The VSG Environmental Committee’s Thrift Shop is an example of how students and staff can get involved with green activities on campus. (Philip Gubbins)
The VSG Environmental Committee’s Thrift Shop is an example of how students and staff can get involved with green activities on campus.

Philip Gubbins

Environmentality: A model for environmental activism at Vanderbilt

There are a lot of opportunities for students to be environmentally friendly

January 25, 2020

On Jan. 17 and 18, the VSG Environmental Committee’s Thrift Shop was a major success with over 2,000 items exchanged and over 500 students and staff participating. That is 2,000 pieces of clothing which are now being reused rather than thrown away or locked up in a closet somewhere.

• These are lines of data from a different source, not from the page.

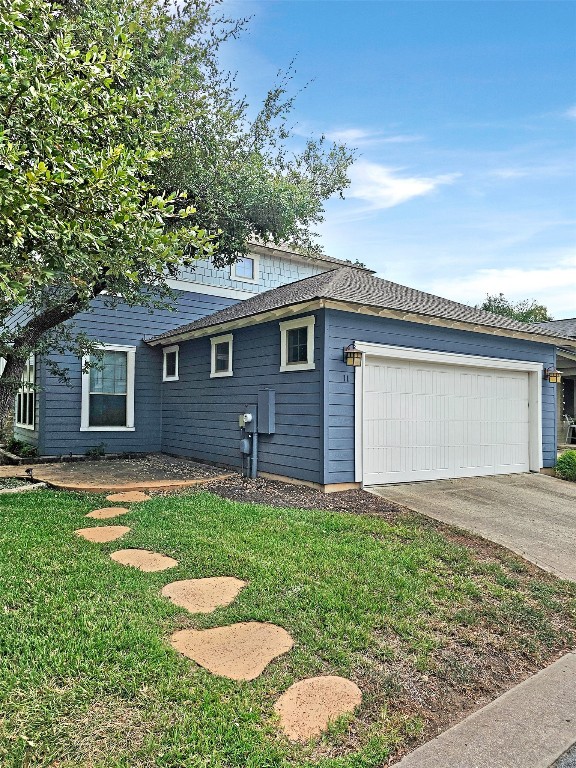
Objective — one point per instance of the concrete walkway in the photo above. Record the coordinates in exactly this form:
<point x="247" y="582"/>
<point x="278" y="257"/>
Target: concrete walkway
<point x="530" y="726"/>
<point x="533" y="515"/>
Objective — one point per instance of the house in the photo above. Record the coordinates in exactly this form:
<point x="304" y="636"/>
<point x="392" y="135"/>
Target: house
<point x="566" y="362"/>
<point x="443" y="390"/>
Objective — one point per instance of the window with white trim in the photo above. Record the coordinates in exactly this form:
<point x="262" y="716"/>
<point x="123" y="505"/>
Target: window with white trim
<point x="297" y="344"/>
<point x="26" y="396"/>
<point x="221" y="356"/>
<point x="108" y="390"/>
<point x="170" y="363"/>
<point x="245" y="269"/>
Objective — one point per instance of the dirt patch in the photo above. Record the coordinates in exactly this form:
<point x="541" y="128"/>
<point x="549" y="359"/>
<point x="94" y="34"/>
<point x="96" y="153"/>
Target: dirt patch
<point x="103" y="534"/>
<point x="240" y="651"/>
<point x="128" y="496"/>
<point x="203" y="595"/>
<point x="143" y="559"/>
<point x="106" y="513"/>
<point x="307" y="707"/>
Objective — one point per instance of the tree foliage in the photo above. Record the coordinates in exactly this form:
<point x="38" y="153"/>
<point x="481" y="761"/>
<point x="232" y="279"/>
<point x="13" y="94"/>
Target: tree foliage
<point x="125" y="153"/>
<point x="526" y="311"/>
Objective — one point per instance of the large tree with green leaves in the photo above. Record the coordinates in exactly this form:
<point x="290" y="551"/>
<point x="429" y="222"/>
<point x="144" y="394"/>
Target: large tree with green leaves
<point x="526" y="311"/>
<point x="125" y="153"/>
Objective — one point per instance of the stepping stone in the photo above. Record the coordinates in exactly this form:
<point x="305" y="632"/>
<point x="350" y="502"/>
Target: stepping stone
<point x="102" y="534"/>
<point x="239" y="651"/>
<point x="128" y="496"/>
<point x="107" y="512"/>
<point x="203" y="595"/>
<point x="307" y="707"/>
<point x="143" y="559"/>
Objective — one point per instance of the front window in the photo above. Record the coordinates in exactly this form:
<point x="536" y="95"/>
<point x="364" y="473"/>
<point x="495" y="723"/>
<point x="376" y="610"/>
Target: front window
<point x="26" y="396"/>
<point x="108" y="390"/>
<point x="297" y="344"/>
<point x="221" y="356"/>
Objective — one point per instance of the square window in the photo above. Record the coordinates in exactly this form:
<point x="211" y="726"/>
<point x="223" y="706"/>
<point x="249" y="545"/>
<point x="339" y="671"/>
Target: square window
<point x="221" y="356"/>
<point x="170" y="364"/>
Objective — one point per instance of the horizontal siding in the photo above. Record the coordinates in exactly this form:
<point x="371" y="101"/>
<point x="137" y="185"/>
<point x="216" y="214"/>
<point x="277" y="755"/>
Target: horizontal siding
<point x="200" y="414"/>
<point x="344" y="327"/>
<point x="59" y="417"/>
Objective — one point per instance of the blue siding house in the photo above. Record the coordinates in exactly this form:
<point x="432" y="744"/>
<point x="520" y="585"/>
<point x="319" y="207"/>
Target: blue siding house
<point x="319" y="371"/>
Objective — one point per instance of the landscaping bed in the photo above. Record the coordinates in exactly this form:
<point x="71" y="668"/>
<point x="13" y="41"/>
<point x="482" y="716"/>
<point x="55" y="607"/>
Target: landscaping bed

Hopefully these coats, pants, shirts, shoes, sweaters and more will offset the need for the thrift shop’s participants to go shopping. Reusing, instead of buying new clothes, is one way students can help the environment, considering the resource intensive process of making clothes.

VSG’s Environmental Committee’s dedicated staff was instrumental in bringing this event to life. If you, too, believe you can do environmental good, I recommend checking out a number of environmental resources on campus, including the Green Fund. This fund provides $150,000 for student sustainability projects and just had their administration-assisted Green-a-thon on Jan. 24 to help participants develop their ideas. There is also the VSG Environmental Committee which students can apply for at the beginning of the academic year.

Students Promoting Environmental Awareness and Responsibility (SPEAR) is another great resource. Just last year they hosted a Renewable Energy Campaign which gained over 3,500 signatures, demonstrating how significant their reach can be. Lately they have been focusing on sustainable gardening, dining, service and outreach through various smaller events. SPEAR is collaborating with VSG this semester on a Sustainability Summit, taking place March 27 and 28. Professors, organizations and companies will be discussing environmental activism and career opportunities. If you’re interested in getting involved, I recommend checking them out on Anchorlink and going to one of their events.

I also want to highlight the university’s more recent sustainable initiatives. Within the past year, Vanderbilt has announced incredible renewable energy, zero carbon and zero waste commitments in the next couple of decades to come. There are opportunities to work with the university on these goals through VSG and SPEAR, especially with the recent Sustainability Leaders program put on by FutureVU.

What I want to emphasize through the success of the thrift shop initiative is how individuals can make a huge impact with their actions, rather than just sitting stagnant in apathy. If you take advantage of one of the opportunities I mentioned above or other opportunities to be green, I advise you to go in with an open mind and a stubborn hope to do good. Even if you don’t want to engage in these organizations and the bureaucracy which always abounds within, I encourage you to consider how your individual actions could have consequences on the environment and how you can change them to be more beneficial instead of harmful.